Moïse Katumbi Chapwe s’agite politiquement sans réellement défendre le peuple en utilisant les mêmes méthodes : agitation politique, discours alarmistes et appels à la confrontation.
Une fois de plus, Moïse Katumbi Chapwe a appelé les Congolais à paralyser le pays en ce 03 juin, sous couvert de défendre les intérêts du peuple.
Pourtant, de nombreuses interrogations subsistent. Où était cette même énergie lorsque des populations de Rutshuru, Masisi, Beni ou encore Bunagana faisaient face à des violences, des massacres et des déplacements massifs ?

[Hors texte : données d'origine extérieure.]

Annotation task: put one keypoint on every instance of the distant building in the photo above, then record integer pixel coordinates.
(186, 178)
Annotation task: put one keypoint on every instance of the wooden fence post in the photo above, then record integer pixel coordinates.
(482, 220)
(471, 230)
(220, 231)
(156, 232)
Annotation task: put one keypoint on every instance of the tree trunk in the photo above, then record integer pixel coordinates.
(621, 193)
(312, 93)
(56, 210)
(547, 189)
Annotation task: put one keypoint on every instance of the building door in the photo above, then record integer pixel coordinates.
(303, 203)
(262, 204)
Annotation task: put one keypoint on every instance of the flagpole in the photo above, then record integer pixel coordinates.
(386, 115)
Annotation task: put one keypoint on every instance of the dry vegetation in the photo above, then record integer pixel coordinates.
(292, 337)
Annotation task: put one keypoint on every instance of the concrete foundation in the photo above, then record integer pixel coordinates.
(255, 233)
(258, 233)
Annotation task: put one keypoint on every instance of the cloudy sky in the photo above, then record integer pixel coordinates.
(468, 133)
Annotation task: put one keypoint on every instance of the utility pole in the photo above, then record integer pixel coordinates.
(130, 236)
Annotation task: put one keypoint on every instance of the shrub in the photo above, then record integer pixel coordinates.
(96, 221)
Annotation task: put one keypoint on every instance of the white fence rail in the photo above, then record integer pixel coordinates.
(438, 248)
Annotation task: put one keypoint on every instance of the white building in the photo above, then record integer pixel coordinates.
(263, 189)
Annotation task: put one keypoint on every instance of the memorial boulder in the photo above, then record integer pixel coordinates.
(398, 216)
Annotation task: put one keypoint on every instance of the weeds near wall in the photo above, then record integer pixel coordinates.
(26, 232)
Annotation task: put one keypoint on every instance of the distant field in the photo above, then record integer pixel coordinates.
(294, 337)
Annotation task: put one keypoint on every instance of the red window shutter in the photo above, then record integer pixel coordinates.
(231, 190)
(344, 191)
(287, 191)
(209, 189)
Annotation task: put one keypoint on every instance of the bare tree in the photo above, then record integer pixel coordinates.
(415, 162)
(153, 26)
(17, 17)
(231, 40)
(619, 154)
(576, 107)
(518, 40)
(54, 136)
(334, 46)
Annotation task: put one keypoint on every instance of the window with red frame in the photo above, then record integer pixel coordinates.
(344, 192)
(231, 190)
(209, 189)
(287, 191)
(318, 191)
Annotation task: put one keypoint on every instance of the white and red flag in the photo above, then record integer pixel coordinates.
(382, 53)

Certains critiques accusent également l’opposant de rester silencieux face aux actions du M23 et aux tensions persistantes impliquant le Rwanda de Paul Kagame, tout en adoptant une posture de confrontation vis-à-vis des institutions congolaises.

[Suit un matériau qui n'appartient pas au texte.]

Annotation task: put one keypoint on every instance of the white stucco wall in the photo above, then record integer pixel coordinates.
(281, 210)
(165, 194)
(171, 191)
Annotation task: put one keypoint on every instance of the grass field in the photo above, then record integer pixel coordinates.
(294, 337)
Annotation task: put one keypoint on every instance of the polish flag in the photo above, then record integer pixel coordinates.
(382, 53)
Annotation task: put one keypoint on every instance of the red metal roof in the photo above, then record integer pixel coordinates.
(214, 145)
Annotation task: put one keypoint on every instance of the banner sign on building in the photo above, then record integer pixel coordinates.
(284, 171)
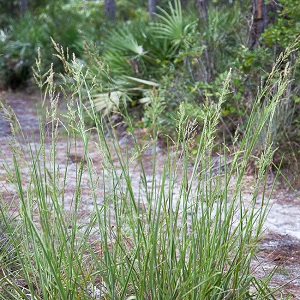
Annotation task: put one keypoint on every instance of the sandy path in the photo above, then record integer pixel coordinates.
(281, 246)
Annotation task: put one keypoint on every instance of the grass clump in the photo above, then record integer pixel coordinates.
(114, 226)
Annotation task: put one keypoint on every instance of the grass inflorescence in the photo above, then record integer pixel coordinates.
(178, 230)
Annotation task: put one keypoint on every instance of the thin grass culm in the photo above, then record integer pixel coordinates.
(97, 220)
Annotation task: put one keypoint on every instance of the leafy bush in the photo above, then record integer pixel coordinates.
(181, 233)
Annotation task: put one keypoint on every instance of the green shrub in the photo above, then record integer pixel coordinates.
(177, 233)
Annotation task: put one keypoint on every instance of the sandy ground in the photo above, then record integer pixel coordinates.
(281, 246)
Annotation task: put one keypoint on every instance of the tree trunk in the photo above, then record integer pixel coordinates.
(110, 9)
(262, 15)
(202, 9)
(23, 6)
(152, 8)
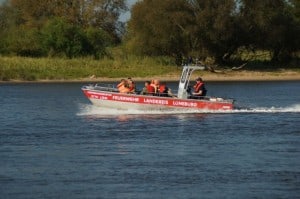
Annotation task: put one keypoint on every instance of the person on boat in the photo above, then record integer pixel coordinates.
(148, 89)
(155, 85)
(164, 91)
(199, 89)
(131, 85)
(123, 86)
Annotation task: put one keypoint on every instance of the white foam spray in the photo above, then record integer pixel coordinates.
(89, 110)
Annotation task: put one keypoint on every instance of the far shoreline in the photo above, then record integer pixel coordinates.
(234, 76)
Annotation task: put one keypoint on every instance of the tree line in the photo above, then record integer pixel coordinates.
(200, 28)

Une contradiction supplémentaire interpelle l’opinion : alors qu’il appelle à une journée « ville morte », Moïse Katumbi autorise au même moment la tenue de matchs de football impliquant ses propres clubs, le TP Mazembe et le CS Don Bosco, dans son stade de Kamalondo. Une situation que certains perçoivent comme un double discours entre appel à la paralysie du pays et maintien d’activités sportives pour son intérêt personnel.

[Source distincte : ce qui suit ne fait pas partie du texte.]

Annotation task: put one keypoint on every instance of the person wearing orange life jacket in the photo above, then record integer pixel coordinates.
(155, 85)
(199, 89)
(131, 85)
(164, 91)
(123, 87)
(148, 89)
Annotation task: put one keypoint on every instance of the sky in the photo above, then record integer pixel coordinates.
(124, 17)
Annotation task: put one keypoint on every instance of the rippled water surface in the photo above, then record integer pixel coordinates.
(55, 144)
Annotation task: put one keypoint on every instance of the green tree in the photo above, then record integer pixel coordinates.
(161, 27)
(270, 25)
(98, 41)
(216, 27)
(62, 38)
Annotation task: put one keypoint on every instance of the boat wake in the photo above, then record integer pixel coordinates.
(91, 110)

Après plus de deux décennies de présence sur la scène politique, ses détracteurs estiment que son bilan reste contesté, notamment sur le plan social et infrastructurel, y compris durant son passage à la tête de l’ex-province du Katanga.
Dans ce contexte, les appels à la mobilisation et les prises de position actuelles apparaissent, pour certains observateurs, davantage comme une stratégie politique que comme un véritable engagement en faveur des populations.
Face aux défis sécuritaires et économiques majeurs auxquels la République démocratique du Congo est confrontée, la priorité devrait être la stabilité, la cohésion nationale et le développement, plutôt que des initiatives susceptibles d’accentuer les tensions.
Le peuple congolais, de plus en plus attentif, semble aujourd’hui juger les acteurs politiques à l’aune de leurs actions concrètes et de leur capacité à répondre aux véritables préoccupations du pays.